Doesn't Matter by Sigyn
 
 
Chapter #1 - Doesn't Matter
 




    Buffy had escaped the house, ostensibly to go patrolling. She supposed that wandering through cemeteries with a stake in her pocket technically counted, though... she wasn’t really looking for newborn vampires. She didn’t feel that the vamps really mattered much anymore.



    When she got to Spike’s crypt she knocked on the door, mostly to let him know she was coming in, more than to ask permission. She never asked. It occurred to her that just walking in to a vampire’s lair without ever asking for an invitation was a little unfair, but... hell. It was Spike. Since when did the rules of polite society apply?



    Spike didn’t seem to be there. It was night. She supposed she shouldn’t be surprised. He had a life, after all. Or... he had an undeath, anyway.

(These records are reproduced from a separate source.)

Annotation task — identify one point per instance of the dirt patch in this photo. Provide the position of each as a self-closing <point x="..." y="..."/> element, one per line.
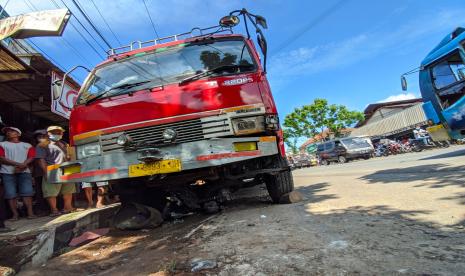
<point x="258" y="238"/>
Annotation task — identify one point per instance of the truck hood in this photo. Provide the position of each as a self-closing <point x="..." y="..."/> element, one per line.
<point x="169" y="101"/>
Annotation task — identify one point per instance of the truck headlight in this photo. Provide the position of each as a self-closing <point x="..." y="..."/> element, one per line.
<point x="87" y="150"/>
<point x="248" y="125"/>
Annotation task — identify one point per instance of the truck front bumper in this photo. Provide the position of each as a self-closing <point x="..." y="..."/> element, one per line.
<point x="193" y="155"/>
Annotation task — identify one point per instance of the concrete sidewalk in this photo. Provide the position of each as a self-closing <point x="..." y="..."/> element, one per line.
<point x="34" y="241"/>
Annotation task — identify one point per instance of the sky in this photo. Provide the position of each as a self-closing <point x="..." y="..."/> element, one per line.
<point x="351" y="52"/>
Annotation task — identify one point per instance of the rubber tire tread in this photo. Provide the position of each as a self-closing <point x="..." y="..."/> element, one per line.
<point x="279" y="184"/>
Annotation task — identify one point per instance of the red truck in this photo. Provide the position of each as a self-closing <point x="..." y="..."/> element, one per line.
<point x="188" y="117"/>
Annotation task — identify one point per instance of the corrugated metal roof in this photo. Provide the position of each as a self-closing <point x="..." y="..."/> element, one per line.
<point x="9" y="62"/>
<point x="400" y="122"/>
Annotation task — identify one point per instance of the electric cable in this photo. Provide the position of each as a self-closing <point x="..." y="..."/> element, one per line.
<point x="106" y="23"/>
<point x="75" y="2"/>
<point x="84" y="27"/>
<point x="150" y="17"/>
<point x="83" y="37"/>
<point x="76" y="52"/>
<point x="4" y="7"/>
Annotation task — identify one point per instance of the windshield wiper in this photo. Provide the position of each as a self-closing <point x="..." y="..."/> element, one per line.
<point x="214" y="70"/>
<point x="122" y="86"/>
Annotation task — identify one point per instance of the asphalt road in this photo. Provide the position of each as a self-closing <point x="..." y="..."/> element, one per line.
<point x="428" y="186"/>
<point x="395" y="215"/>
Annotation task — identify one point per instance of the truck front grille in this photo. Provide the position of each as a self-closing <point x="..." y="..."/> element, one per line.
<point x="187" y="131"/>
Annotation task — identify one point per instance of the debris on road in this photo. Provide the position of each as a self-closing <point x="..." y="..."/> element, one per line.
<point x="292" y="197"/>
<point x="198" y="265"/>
<point x="88" y="236"/>
<point x="7" y="271"/>
<point x="338" y="245"/>
<point x="134" y="216"/>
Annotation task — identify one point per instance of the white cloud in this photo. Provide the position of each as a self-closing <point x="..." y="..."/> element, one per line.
<point x="340" y="54"/>
<point x="399" y="97"/>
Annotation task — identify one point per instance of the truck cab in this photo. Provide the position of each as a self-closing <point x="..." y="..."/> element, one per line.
<point x="442" y="83"/>
<point x="190" y="116"/>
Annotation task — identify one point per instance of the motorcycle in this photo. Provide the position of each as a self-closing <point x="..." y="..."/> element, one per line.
<point x="420" y="145"/>
<point x="381" y="150"/>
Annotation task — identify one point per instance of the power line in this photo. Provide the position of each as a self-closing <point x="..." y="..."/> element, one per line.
<point x="4" y="7"/>
<point x="91" y="23"/>
<point x="150" y="17"/>
<point x="82" y="25"/>
<point x="83" y="37"/>
<point x="30" y="5"/>
<point x="310" y="25"/>
<point x="49" y="57"/>
<point x="76" y="52"/>
<point x="106" y="23"/>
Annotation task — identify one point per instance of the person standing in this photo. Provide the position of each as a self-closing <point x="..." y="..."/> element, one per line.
<point x="40" y="137"/>
<point x="53" y="153"/>
<point x="101" y="191"/>
<point x="15" y="158"/>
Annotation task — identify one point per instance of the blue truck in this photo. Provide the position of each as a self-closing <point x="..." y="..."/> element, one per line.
<point x="442" y="83"/>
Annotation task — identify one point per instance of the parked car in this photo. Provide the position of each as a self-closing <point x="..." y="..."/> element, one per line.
<point x="298" y="161"/>
<point x="344" y="149"/>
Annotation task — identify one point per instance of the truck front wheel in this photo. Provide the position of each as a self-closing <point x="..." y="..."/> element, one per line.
<point x="279" y="184"/>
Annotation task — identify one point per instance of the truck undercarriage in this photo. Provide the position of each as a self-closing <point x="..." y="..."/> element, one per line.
<point x="199" y="189"/>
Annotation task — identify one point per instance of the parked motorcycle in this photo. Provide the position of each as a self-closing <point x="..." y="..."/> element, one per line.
<point x="420" y="145"/>
<point x="381" y="150"/>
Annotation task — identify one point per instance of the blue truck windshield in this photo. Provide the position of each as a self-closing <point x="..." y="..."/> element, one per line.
<point x="448" y="71"/>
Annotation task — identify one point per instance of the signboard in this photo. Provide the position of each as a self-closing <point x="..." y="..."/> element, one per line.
<point x="42" y="23"/>
<point x="63" y="105"/>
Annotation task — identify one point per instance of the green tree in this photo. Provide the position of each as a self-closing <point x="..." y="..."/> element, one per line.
<point x="310" y="120"/>
<point x="290" y="138"/>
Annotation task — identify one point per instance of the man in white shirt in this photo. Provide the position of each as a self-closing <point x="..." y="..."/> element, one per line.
<point x="15" y="158"/>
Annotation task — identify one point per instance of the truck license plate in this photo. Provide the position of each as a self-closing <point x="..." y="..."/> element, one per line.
<point x="158" y="167"/>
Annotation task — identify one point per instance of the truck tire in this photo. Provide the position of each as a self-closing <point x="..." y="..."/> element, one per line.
<point x="280" y="183"/>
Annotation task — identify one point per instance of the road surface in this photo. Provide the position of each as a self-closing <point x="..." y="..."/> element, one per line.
<point x="396" y="215"/>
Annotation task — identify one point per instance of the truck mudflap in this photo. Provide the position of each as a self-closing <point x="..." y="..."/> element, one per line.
<point x="163" y="160"/>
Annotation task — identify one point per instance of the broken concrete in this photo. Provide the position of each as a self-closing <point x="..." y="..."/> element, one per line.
<point x="32" y="245"/>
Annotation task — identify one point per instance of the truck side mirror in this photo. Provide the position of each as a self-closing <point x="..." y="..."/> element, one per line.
<point x="403" y="82"/>
<point x="57" y="88"/>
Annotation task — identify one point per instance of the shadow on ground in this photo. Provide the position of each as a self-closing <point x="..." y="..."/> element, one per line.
<point x="446" y="155"/>
<point x="434" y="175"/>
<point x="311" y="195"/>
<point x="372" y="240"/>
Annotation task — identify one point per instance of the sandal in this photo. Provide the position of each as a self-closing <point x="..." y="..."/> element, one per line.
<point x="64" y="212"/>
<point x="6" y="229"/>
<point x="55" y="214"/>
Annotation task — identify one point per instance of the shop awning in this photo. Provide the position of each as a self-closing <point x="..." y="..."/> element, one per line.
<point x="12" y="67"/>
<point x="25" y="83"/>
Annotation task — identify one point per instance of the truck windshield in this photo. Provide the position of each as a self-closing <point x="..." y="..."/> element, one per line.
<point x="355" y="143"/>
<point x="449" y="71"/>
<point x="167" y="65"/>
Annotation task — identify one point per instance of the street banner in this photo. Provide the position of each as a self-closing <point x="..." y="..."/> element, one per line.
<point x="41" y="23"/>
<point x="63" y="104"/>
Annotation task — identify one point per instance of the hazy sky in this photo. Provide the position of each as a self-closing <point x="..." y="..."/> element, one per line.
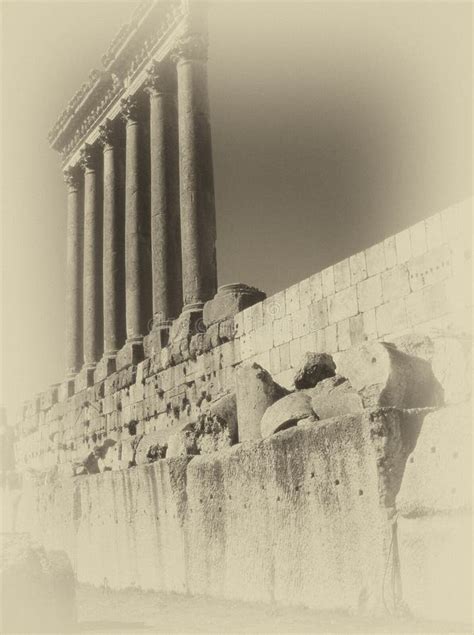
<point x="334" y="125"/>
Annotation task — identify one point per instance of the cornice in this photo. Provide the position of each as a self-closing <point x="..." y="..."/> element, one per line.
<point x="130" y="53"/>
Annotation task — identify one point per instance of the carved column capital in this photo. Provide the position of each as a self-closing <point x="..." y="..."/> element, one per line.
<point x="129" y="109"/>
<point x="154" y="83"/>
<point x="190" y="47"/>
<point x="88" y="157"/>
<point x="72" y="179"/>
<point x="106" y="135"/>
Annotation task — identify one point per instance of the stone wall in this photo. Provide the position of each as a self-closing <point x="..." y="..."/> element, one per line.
<point x="311" y="515"/>
<point x="414" y="282"/>
<point x="254" y="522"/>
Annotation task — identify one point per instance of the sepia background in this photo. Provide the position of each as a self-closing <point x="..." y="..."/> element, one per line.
<point x="334" y="125"/>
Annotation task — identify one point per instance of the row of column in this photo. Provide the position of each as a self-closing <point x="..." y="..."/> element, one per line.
<point x="94" y="315"/>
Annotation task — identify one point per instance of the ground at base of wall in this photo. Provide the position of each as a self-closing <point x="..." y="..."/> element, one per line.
<point x="134" y="611"/>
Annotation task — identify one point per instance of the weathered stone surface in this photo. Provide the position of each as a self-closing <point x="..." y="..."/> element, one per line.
<point x="384" y="376"/>
<point x="255" y="392"/>
<point x="314" y="367"/>
<point x="38" y="589"/>
<point x="182" y="444"/>
<point x="150" y="448"/>
<point x="286" y="412"/>
<point x="189" y="323"/>
<point x="229" y="300"/>
<point x="311" y="503"/>
<point x="450" y="357"/>
<point x="224" y="410"/>
<point x="334" y="397"/>
<point x="105" y="367"/>
<point x="435" y="518"/>
<point x="129" y="355"/>
<point x="196" y="180"/>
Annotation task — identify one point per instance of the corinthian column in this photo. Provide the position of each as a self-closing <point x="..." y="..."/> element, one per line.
<point x="112" y="300"/>
<point x="74" y="352"/>
<point x="92" y="262"/>
<point x="135" y="236"/>
<point x="198" y="222"/>
<point x="164" y="201"/>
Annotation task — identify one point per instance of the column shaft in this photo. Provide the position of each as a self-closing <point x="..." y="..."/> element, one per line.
<point x="135" y="244"/>
<point x="92" y="264"/>
<point x="198" y="223"/>
<point x="164" y="205"/>
<point x="112" y="304"/>
<point x="74" y="254"/>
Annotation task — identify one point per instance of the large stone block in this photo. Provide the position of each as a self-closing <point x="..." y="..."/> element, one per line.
<point x="435" y="518"/>
<point x="129" y="355"/>
<point x="450" y="357"/>
<point x="286" y="412"/>
<point x="229" y="300"/>
<point x="384" y="376"/>
<point x="334" y="397"/>
<point x="314" y="368"/>
<point x="255" y="392"/>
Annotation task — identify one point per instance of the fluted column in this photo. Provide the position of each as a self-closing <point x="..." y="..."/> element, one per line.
<point x="92" y="261"/>
<point x="74" y="252"/>
<point x="164" y="201"/>
<point x="135" y="238"/>
<point x="111" y="275"/>
<point x="198" y="223"/>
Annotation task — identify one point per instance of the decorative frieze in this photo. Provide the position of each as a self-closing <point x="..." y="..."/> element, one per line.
<point x="134" y="46"/>
<point x="72" y="179"/>
<point x="106" y="135"/>
<point x="129" y="108"/>
<point x="191" y="47"/>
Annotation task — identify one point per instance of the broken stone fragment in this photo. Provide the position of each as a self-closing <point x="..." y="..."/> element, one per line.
<point x="334" y="397"/>
<point x="286" y="412"/>
<point x="150" y="449"/>
<point x="314" y="368"/>
<point x="450" y="358"/>
<point x="182" y="444"/>
<point x="212" y="434"/>
<point x="229" y="300"/>
<point x="255" y="392"/>
<point x="224" y="410"/>
<point x="384" y="376"/>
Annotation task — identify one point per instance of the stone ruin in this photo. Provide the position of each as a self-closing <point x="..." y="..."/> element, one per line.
<point x="297" y="448"/>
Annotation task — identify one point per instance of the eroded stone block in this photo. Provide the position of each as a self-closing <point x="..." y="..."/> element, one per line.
<point x="314" y="368"/>
<point x="334" y="397"/>
<point x="255" y="392"/>
<point x="229" y="300"/>
<point x="286" y="412"/>
<point x="384" y="376"/>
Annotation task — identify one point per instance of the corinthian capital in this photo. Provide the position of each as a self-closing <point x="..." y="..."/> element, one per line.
<point x="129" y="108"/>
<point x="154" y="83"/>
<point x="71" y="178"/>
<point x="87" y="160"/>
<point x="106" y="134"/>
<point x="190" y="47"/>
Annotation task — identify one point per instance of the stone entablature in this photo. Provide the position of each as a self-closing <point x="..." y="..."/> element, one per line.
<point x="141" y="228"/>
<point x="416" y="282"/>
<point x="154" y="28"/>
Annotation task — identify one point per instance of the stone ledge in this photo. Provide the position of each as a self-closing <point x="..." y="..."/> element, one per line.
<point x="229" y="300"/>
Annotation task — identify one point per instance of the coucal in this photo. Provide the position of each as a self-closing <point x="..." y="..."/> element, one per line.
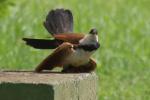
<point x="72" y="51"/>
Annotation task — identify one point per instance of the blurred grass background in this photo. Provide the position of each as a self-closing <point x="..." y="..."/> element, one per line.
<point x="124" y="33"/>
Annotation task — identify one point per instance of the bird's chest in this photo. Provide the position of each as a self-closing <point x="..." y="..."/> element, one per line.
<point x="78" y="57"/>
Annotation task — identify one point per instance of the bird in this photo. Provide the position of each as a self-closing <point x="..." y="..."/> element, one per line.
<point x="71" y="51"/>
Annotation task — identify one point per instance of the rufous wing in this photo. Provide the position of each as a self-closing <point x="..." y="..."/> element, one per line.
<point x="57" y="58"/>
<point x="69" y="37"/>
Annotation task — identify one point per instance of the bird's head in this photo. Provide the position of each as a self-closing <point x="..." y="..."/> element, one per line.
<point x="93" y="31"/>
<point x="90" y="38"/>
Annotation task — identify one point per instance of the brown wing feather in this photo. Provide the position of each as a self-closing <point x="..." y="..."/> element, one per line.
<point x="69" y="37"/>
<point x="57" y="58"/>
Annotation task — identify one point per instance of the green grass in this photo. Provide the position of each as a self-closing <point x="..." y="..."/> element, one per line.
<point x="124" y="33"/>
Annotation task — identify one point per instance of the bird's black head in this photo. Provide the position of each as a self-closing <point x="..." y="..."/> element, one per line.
<point x="93" y="31"/>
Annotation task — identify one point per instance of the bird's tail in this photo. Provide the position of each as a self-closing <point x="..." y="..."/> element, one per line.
<point x="42" y="43"/>
<point x="59" y="21"/>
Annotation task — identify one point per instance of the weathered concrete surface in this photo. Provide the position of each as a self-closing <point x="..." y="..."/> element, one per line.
<point x="47" y="86"/>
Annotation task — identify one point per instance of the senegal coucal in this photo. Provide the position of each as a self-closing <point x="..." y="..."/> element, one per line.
<point x="72" y="51"/>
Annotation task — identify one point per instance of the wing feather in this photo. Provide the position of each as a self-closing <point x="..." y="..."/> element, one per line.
<point x="57" y="58"/>
<point x="72" y="38"/>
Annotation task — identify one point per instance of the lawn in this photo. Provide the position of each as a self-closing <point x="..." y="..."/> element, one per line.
<point x="124" y="33"/>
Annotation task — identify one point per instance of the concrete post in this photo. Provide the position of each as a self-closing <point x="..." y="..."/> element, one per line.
<point x="47" y="86"/>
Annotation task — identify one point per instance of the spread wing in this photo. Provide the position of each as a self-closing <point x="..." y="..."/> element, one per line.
<point x="57" y="58"/>
<point x="72" y="38"/>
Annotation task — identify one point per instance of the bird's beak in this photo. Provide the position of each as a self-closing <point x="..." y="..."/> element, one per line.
<point x="93" y="31"/>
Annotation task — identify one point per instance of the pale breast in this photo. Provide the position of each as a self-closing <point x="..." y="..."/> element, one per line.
<point x="78" y="57"/>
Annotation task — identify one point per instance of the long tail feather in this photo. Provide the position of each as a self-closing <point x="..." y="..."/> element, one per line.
<point x="59" y="21"/>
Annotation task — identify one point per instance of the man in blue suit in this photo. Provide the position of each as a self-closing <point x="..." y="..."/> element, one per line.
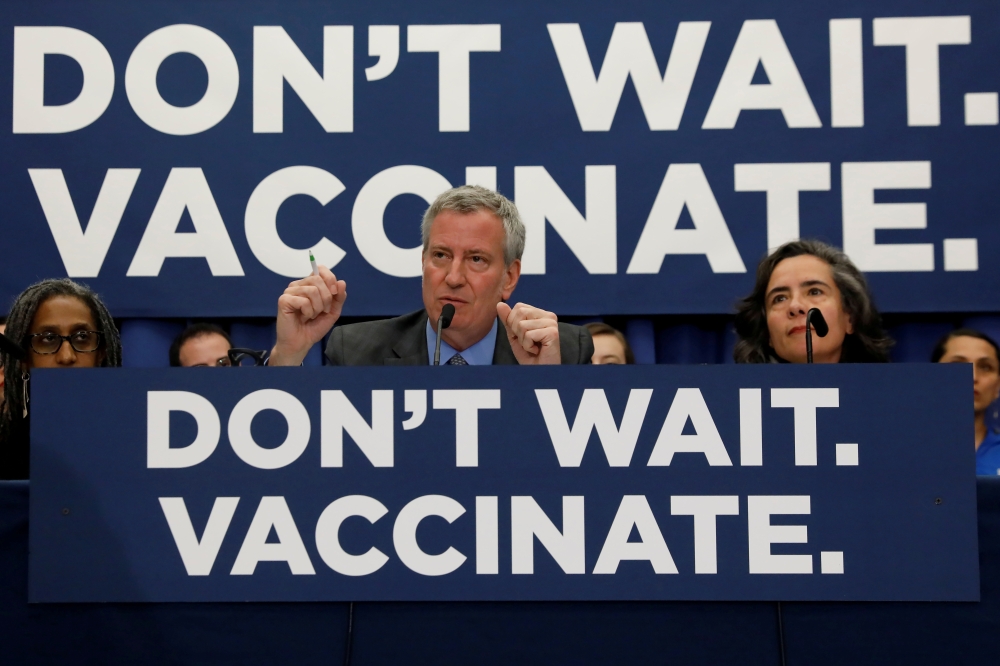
<point x="473" y="239"/>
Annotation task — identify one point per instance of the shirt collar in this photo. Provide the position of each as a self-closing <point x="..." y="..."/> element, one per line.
<point x="480" y="353"/>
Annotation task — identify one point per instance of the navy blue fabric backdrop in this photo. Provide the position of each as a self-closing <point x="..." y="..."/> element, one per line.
<point x="655" y="150"/>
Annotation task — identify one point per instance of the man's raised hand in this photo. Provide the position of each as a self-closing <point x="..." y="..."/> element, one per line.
<point x="307" y="310"/>
<point x="533" y="334"/>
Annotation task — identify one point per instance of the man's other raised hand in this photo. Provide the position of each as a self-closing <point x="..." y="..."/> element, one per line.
<point x="307" y="310"/>
<point x="533" y="334"/>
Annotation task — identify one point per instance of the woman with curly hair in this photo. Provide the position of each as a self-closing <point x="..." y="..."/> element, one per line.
<point x="59" y="324"/>
<point x="798" y="276"/>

    She wandered in anyhow. His candles were lit... he probably hadn’t gone far, or been gone for long. She felt... quiet... still... in the crypt. Rather than leave, Buffy curled up on Spike’s armchair, hugging her knees. She stared – just stared – at the flickering candles.



    She had no idea how long she’d been there when Spike opened his door and came absently in, a cigarette in his mouth, his shirt off, lugging a five gallon bucket of water from the lawn spigot in the cemetery. Buffy realized he was probably getting ready to take a shower. Spike, though he lived respectably in a crypt like a dead thing should, did not allow himself to smell like a corpse. “Wasn’t expecting you here,” he said, setting the bucket by the door. “I thought you had buggered off... south a bit.”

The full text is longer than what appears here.